I use an Energizer 15 minute charger which came with batteries when I bought it. It worked great for the last 2 years until now. So... I found some Duracell rechargeable batteries which are also made for 15 minute charging. I got Duracell because in order to get Energizer AA batteries, you have to buy the charger too (which is BS) The charger lights up after 15 minutes and I have never left them in for longer than that. Plus the new batteries were charged, used for about 20-30 shots and now my camera says their dead...I also tried using normal non-rechargeable batteries before I got the new ones and it was the same deal.



KmH said:


> Have you cleaned the battery contacts in the camera recently?


I'll try anything but my guess is it's something more although I hope not...


----------



## Garbz (Jul 11, 2009)

Easy way to test is go and buy a set of Energizer Lithiums. If you don't get 250 shots out of them than maybe your camera has a fault.

If the flash storage capacitor is leaking then the flash would infinitely charge. That would cause you to not get much life out of it. But that is a continuous thing. So try turning on the camera and not taking any picture with a flash at all. If it dies after a short time then it could be a viable problem.


----------



## Big (Jul 11, 2009)

Garbz said:


> Easy way to test is go and buy a set of Energizer Lithiums. If you don't get 250 shots out of them than maybe your camera has a fault.
> 
> If the flash storage capacitor is leaking then the flash would infinitely charge. That would cause you to not get much life out of it. But that is a continuous thing. So try turning on the camera and not taking any picture with a flash at all. If it dies after a short time then it could be a viable problem.



Hmmm...I actually don't take many pictures with flash on. I usually have it in manual mode and barely use auto. I am not crazy about point and shoot flashes unless I am just being quick or taking night shots.


----------



## Garbz (Jul 11, 2009)

No but on many point and shoot cameras the flash automatically charges even when it's turned off. If the storage capacitor is leaking power, then this charge cycle is somewhat continuous and your camera drains the batteries continuously.

But the point is the same. If you can't get a decent number of shots out of brand new Energizer lithium batteries then there's something wrong with the camera.


----------



## Big (Jul 24, 2009)

I just found this (strange) site that has someone with the same problem as me. He had it for 14 months (same exact time as I have). Should I try to email Canon? I don't know how good the customer service is but I might give it a try. I looked at the contacts and they are perfect.
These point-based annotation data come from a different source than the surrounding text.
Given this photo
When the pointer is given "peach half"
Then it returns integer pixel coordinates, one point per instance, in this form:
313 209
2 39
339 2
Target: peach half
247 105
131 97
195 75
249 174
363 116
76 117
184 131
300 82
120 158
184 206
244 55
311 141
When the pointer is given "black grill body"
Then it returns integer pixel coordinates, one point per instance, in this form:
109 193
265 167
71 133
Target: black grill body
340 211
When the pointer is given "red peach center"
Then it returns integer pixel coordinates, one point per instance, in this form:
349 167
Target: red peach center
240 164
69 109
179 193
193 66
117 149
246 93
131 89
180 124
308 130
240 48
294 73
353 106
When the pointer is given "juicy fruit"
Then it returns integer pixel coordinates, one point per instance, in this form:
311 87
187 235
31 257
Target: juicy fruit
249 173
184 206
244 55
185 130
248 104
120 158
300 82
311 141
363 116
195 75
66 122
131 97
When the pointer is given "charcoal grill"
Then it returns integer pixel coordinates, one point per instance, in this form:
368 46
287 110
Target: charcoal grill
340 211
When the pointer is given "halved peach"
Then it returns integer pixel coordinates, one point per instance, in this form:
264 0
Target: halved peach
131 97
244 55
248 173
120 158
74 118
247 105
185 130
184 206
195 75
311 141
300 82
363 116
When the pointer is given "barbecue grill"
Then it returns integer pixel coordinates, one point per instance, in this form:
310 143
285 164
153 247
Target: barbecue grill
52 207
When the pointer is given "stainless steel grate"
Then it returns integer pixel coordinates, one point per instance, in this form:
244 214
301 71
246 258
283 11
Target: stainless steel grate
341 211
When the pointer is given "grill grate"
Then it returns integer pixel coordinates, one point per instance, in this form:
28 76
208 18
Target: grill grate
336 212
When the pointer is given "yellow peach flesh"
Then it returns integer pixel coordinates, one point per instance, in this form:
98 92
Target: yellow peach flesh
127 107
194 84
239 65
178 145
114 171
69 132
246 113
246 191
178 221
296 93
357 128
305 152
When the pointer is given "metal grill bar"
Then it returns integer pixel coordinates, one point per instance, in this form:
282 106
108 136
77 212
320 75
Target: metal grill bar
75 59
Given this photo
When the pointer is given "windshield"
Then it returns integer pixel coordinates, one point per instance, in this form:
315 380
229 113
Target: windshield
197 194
Kind of aggravating when you want to use the camera and it has "dead" batteries and shuts off on you.


----------



## kixter (Sep 25, 2009)

This site fixed my A720 frequent low battery warning.. thanks!

Low-Battery Warning Problem Fix - Canon PowerShot A570 IS Digital Camera - Epinions.com


----------



## jbogusz (Sep 19, 2011)

I've had short battery life for several years until I received this solution from Canon support (it's not published on their website):

1.  Remove your batteries and close the battery door.

2.  Hold down the ON/OFF switch for 1 minute.  This drains the camera of
all of its energy, causing the camera to reset itself.

3.  Remove you hand and replace the batteries.

Turn your camera ON.


----------